Да, изменился лауреат — теперь в нем уверенность и твердость, прежней дрожи почти не видать. Одет он абсолютно небрежно (пусть те, кто еще пробиваются, одеваются аккуратно!) — на нем какая-то мятая размахайка цвета хаки, в каких у нас ездят на рыбалку, такие же штаны. Продуманность видна разве что в том, что одет он демонстративно небрежно. Его высокая, породистая жена из старой русской эмиграции, ставшая уже почти совсем итальянкой, здоровается сдержанно (или отчужденно) и усаживается в сторонке. Ну ясно — она любит Бродского теперешнего, и зачем ей эти смутные, нервные, тяжелые воспоминания из прежней жизни, которые я привез сюда?

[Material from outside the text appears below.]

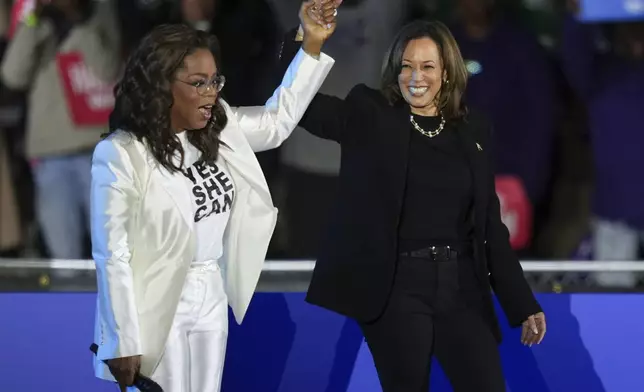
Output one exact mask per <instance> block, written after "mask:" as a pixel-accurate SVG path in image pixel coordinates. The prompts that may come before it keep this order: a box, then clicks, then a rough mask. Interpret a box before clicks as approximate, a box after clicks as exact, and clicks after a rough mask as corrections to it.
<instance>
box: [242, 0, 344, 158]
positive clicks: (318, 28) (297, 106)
mask: <svg viewBox="0 0 644 392" xmlns="http://www.w3.org/2000/svg"><path fill="white" fill-rule="evenodd" d="M334 4H335V3H334V1H333V0H323V3H322V7H323V11H324V12H326V17H327V21H328V20H330V21H331V22H330V23H325V24H324V25H323V26H322V25H320V24H318V23H317V22H316V21H315V20H314V19H313V18H312V17H311V16H310V12H312V11H311V10H312V8H313V7H314V5H315V3H314V1H307V2H305V3H304V4H303V5H302V8H301V9H300V21H301V22H302V25H303V26H304V34H303V36H304V37H303V45H302V48H300V49H298V51H297V53H296V54H295V56H294V58H293V60H292V61H291V62H290V65H289V66H288V69H287V70H286V72H285V73H284V77H283V79H282V83H281V84H280V86H279V87H278V88H277V90H275V93H274V94H273V96H272V97H271V98H270V99H269V100H268V101H267V102H266V104H265V105H264V106H263V107H242V108H234V109H232V112H233V114H234V117H235V119H236V120H237V122H238V124H239V127H240V129H241V130H242V132H244V135H245V136H246V138H247V139H248V142H249V143H250V145H251V147H252V148H253V150H254V151H264V150H269V149H272V148H276V147H278V146H279V145H281V144H282V142H283V141H284V140H286V138H288V136H290V134H291V132H293V129H295V127H296V126H297V125H298V123H299V122H300V120H301V119H302V116H303V115H304V112H305V111H306V108H307V107H308V105H309V103H311V100H312V99H313V97H314V96H315V94H316V93H317V91H318V89H319V88H320V86H321V85H322V83H323V82H324V79H325V78H326V76H327V75H328V73H329V71H330V70H331V67H332V66H333V63H334V60H333V59H332V58H330V57H329V56H327V55H325V54H323V53H321V49H322V45H323V44H324V41H326V39H327V38H328V37H329V36H330V35H331V34H332V33H333V31H334V30H335V12H334V11H333V10H334V8H333V5H334Z"/></svg>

Вот воспоминание-вспышка. Встреча на углу Кирочной и Чернышевского, в шестьдесят каком-то году. Он с первой своей женой, тоже высокой и красивой, Мариной Басмановой.
— Вале’га п’гивет! Мне очень пон’гавились твои гассказики в «Молодом Ленинг’гаде».
«Рассказики»! Величие свое он строил уже тогда! Мне захотелось сказать, что мне тоже понравился его «стишок» — странный, непонятно почему отобранный равнодушными составителями (и кстати, единственный, напечатанный здесь). Господи, как, что и почему тогда печатали? Тяжелые, нервные годы. Но заквасились мы там и тогда, в нашем «Преображенском полку» — а дальше уже только реализовались кто где и как смог.
Инициатива разговора с русистами переходит, естественно, к нему. Да, он по-новому научился говорить — настоящий международный профессор. Интересная находка — заканчивать каждое свое утверждение вопросительной интонацией, как бы требующей немедленного общего подтверждения. «Так развивалась русская история, да?» «И этот стих был очень плохой, да?» Что-то наполовину английское слышится в этой интонации, и действие ее неотразимо. Потом я наблюдал, как десятки наших продвинутых филологов копировали эту интонацию, становясь тем самым в ряд «непререкаемых».
После беседы мы идем на выступление, проходим через замечательный «кампус» — белые домики студентов, привольные лужайки с раскидистыми дубами, запах скошенной травы.
В большом зале сначала мы что-то говорим с Голышевым, я читаю свой рассказ «Случай на молочном заводе», о шпионе, залезшем в творог, который пришлось съесть. Американцы «врубаются», смеются, аплодируют. Потом на трибуну выходит Бродский. Прокашлявшись, он, чуть картавя, начинает читать — и мое сердце обрывается, падает. Что так действует — голос? Или слова?
Была тишина. Потом овация. Он стал читать этот стих уже по-английски.
Потом мы сидели на краю огромного зеленого поля. Спортсмены двух колледжей — в желтом и зеленом — играли в американский футбол. Было несколько странно, что проходящий футбол вызывал у студентов ажиотаж ничуть не меньший, чем прошедшее выступление...
Через полчаса было новое выступление, и не хотелось плестись в наш домик — и сразу обратно. Разговор шел о пустяках. Назавтра он уезжал, и надо бы было сказать важное: что он значит теперь для нас. Но для старых приятелей, выросших в эпоху анекдотов, пафос не проходил.
— Нет, не пойдем! Тут поошиваемся! — запросто проговорил Иосиф.